In Bursa, you can generally find two styles of pottery: Īznik and Kütahya. These styles are named after the cities in which they originated. Īznik, better known to many as Nicaea, was the center of Ottoman pottery and tile manufacturing in the 15th through 17th centuries. Located just an hour east of Bursa’s city center, Īznik has experienced a pottery revival in recent years and this keystone industry is again burgeoning. Kütahya is situated a couple of hours south of Bursa, and its pottery industry dates back to the 16th century. Porcelain and ceramic manufacturing is still one of the city’s main industries today.
When window shopping in Bursa for locally made pottery, here are a few questions you may want to consider:
What’s your style?
In most Bursa shops, you can find Kütahya and Īznik styles for sale.
Kütahya: Textured pottery painted in bright and diverse colors and patterns.
Īznik: Smooth pottery and tiles painted in designs of white and blue, often with splashes of red, often in traditional floral patterns.
What’s your preference for quality and price?
Quartz and clay are the two media used to make Kütahya and Īznik pottery. Quartz is extremely hard and nearly unbreakable, and working with it is labor intensive for potters. These qualities make quartz pieces far more expensive than clay pottery. However, once painted, there is very little visual difference between quartz and clay ceramics.
How would you like to use it?
Bursa ceramics come in all shapes and sizes suitable for all kinds of uses. Plates and dishes are probably the most popular, but bowls, cups, pitchers, trivets, jars, salt shakers, and other types of kitchenware are available. Decorative items such as urns, vases, globes, tiles, figurines, wall art, lamp shades, candle holders, and magnets are commonly found in shops. You can also find personal items such as earrings, pendants, bracelets, and keychains.
Will you serve food from it?
If you plan to use the pottery for cooking or food service, you’ll want to make sure it’s lead-free. Ask before you buy.
Where to buy
If you’re looking for Īznik pottery, probably the best place to buy it is in Īznik, just an hour east of Bursa’s city center. There, you can buy directly from the makers in their workshops and studios.
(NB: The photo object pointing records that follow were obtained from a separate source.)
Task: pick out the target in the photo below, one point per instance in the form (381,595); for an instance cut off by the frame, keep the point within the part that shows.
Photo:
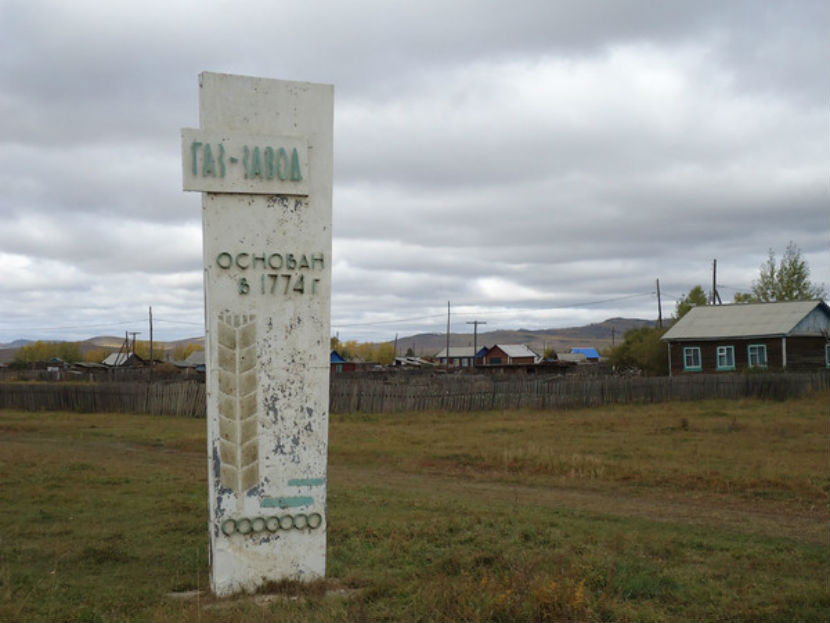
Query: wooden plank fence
(402,393)
(484,393)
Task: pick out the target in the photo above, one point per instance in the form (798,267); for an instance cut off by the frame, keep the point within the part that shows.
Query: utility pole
(447,360)
(659,307)
(134,333)
(715,295)
(475,324)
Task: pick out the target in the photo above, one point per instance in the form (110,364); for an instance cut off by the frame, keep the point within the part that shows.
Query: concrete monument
(262,158)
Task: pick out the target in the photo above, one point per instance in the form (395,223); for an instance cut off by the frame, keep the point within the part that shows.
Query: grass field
(709,511)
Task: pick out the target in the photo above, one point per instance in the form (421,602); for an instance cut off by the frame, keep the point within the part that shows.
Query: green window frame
(691,359)
(756,355)
(725,357)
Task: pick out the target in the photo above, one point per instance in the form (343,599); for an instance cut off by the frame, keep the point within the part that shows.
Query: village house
(459,357)
(510,355)
(791,335)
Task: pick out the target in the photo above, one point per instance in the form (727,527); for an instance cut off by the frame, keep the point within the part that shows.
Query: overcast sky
(538,164)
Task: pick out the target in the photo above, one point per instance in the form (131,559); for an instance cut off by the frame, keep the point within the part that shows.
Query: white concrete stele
(262,159)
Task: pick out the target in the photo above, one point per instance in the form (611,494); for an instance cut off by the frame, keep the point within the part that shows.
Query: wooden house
(458,357)
(790,335)
(510,355)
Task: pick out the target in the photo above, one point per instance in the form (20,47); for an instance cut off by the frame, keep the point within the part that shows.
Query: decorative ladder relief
(238,441)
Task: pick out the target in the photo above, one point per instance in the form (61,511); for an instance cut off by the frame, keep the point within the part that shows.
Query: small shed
(123,360)
(510,354)
(459,357)
(591,354)
(793,335)
(339,363)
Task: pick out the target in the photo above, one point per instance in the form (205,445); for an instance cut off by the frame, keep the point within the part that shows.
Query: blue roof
(589,352)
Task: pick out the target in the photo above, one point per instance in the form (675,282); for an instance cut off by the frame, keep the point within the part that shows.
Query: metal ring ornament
(248,525)
(228,527)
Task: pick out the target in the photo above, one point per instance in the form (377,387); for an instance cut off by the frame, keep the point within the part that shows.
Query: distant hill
(598,335)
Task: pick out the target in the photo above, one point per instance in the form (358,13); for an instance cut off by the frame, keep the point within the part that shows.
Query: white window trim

We recommend you start your search in the tile bazaar in the historic 14th-Century Süleyman Paşa Madrasah on Kılıçaslan Caddesi.
If you would rather do your pottery shopping in Bursa, we recommend visiting our friend, Yunus Vurmaz, in his Anatolia Ceramics and Gifts shop in the Yeşil neighborhood near Yeşil Mosque. Yunus’ pottery showroom is a visual smorgasbord of shapes, colors, and sizes. If you would like to buy direct from an artist, visit the lovely family-owned ceramics workshop on the west end of Irgandı Bridge. There are also a couple of workshops in Balibey Han. Other places where you can find locally made pottery and tiles include the souvenir shops in Koza Han, Eski Ayna Kapalı Çarsı in the central bazaar, and next to Tophane Park.